Several managers were responsible for my process improvement experience at Harris Corporation. Phil Henderson, as general manager of the Information Systems Division, established the Software Process Team and funded the Software Engineering Process Group (SEPG) to improve the software process. Hank Eyster, division director and steering committee representative on the Software Process Team, supported training and the use of project risk assessment and risk management. Gary Natwick, SEPG manager, recognized my enthusiasm for risk management and allowed me time to write articles and present papers. Those who worked with me on the Software Risk Management Action Team were Clay Eberle, Jane Eden, Gary Natwick, Lon Hixson, Russ Hooper, and Steve Morris. Their cross-functional perspectives helped to evaluate and expand the current documented policy for risk management with a focus on practical project implementation.

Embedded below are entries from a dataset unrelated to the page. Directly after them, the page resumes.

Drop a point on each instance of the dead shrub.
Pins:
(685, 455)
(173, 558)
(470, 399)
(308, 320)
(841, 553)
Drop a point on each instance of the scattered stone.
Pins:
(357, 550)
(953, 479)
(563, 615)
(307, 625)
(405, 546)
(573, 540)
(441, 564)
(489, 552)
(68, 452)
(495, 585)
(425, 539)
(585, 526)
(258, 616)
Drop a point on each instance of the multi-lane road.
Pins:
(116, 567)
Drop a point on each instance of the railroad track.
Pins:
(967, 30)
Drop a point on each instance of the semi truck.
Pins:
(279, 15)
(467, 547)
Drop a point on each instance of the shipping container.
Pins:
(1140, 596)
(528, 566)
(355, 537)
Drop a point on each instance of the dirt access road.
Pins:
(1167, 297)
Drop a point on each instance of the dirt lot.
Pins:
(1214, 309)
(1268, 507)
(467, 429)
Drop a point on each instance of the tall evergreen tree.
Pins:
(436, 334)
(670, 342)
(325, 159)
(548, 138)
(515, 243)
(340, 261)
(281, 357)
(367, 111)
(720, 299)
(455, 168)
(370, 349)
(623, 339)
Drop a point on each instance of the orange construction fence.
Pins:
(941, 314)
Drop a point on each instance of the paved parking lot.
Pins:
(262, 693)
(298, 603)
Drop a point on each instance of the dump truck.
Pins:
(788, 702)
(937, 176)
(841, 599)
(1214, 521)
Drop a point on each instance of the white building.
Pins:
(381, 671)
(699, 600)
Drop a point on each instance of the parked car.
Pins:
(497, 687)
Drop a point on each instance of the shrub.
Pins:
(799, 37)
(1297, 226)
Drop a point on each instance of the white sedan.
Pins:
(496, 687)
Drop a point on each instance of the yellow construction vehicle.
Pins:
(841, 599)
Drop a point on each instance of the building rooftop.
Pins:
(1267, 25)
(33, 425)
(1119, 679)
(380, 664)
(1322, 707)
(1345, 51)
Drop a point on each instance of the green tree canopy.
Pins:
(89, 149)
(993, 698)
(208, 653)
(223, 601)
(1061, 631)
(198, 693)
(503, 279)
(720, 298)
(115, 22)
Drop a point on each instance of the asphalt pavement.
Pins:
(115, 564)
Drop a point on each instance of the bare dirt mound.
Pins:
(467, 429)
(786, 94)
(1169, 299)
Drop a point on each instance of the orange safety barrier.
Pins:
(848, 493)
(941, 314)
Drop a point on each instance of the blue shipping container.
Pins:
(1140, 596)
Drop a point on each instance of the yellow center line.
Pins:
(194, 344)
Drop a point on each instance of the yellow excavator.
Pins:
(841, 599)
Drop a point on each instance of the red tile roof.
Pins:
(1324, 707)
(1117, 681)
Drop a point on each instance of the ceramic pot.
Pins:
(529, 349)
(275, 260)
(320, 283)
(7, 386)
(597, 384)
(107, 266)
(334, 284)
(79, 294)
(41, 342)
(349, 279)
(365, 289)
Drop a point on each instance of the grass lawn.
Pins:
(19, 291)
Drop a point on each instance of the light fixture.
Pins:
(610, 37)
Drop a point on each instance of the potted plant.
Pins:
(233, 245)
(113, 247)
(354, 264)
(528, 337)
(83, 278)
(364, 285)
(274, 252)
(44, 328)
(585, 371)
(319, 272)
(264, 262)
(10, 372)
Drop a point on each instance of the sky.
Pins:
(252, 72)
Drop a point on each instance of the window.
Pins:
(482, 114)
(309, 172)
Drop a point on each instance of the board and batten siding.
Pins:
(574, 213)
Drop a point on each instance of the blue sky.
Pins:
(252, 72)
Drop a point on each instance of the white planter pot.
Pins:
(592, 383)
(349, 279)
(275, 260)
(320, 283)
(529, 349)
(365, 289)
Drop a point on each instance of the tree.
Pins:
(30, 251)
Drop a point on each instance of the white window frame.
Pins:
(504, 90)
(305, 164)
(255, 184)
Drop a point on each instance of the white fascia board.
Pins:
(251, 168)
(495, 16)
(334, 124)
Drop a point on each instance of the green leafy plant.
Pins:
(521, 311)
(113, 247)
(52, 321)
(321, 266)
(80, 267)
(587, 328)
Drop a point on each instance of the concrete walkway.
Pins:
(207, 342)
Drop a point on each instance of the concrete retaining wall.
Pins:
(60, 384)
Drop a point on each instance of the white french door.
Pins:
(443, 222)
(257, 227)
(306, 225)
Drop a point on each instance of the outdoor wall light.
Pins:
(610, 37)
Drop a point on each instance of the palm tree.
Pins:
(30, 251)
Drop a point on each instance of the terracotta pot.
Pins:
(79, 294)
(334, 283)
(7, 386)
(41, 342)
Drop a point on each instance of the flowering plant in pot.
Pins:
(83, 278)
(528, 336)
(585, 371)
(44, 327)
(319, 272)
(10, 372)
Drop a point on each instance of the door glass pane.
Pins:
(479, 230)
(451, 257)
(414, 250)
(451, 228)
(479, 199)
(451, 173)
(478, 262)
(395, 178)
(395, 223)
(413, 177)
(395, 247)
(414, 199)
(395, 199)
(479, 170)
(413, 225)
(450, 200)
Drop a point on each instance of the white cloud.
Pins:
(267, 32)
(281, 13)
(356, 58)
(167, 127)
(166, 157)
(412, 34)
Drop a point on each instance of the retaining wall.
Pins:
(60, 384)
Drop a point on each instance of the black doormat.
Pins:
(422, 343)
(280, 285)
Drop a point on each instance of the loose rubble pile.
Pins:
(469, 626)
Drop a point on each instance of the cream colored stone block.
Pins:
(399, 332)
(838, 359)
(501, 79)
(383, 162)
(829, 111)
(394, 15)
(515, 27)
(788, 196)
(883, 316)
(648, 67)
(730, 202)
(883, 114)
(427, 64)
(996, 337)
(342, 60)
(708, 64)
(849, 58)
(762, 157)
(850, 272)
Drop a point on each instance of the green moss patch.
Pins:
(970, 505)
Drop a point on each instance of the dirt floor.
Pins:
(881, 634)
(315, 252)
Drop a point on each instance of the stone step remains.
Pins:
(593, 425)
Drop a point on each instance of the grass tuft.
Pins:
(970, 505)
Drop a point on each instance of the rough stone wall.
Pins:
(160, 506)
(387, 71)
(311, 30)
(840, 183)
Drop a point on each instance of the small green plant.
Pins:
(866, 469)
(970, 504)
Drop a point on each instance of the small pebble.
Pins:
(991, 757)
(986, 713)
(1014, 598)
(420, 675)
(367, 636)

The benefits derived from the SEI efforts in technology transfer cannot be overstated. I was able to leverage this expertise to assist pursuits, proposals, and project teams in establishing effective risk management practices. Ken Dymond, Walt Lamia, and George Pandelios at the SEI Risk Program provided my early training in risk assessment. I am grateful to them and others who contributed to the SEI Risk Program. Those with whom I worked to write a key process area for risk management were Robert Charette, George Kambic, Roy Kimbrell, George Pandelios, and Charlie Weber. Those who made the SEI/Harris technical collaboration agreement possible included Julia Allen and Clyde Chittister. For help in streamlining the risk assessment process, I thank Carol Ulrich and Marvin Carr. Thanks to Mike Dedolph and Julie Walker for on-the-job training in software risk evaluation and Audrey Dorofee for training in the Risk Clinic.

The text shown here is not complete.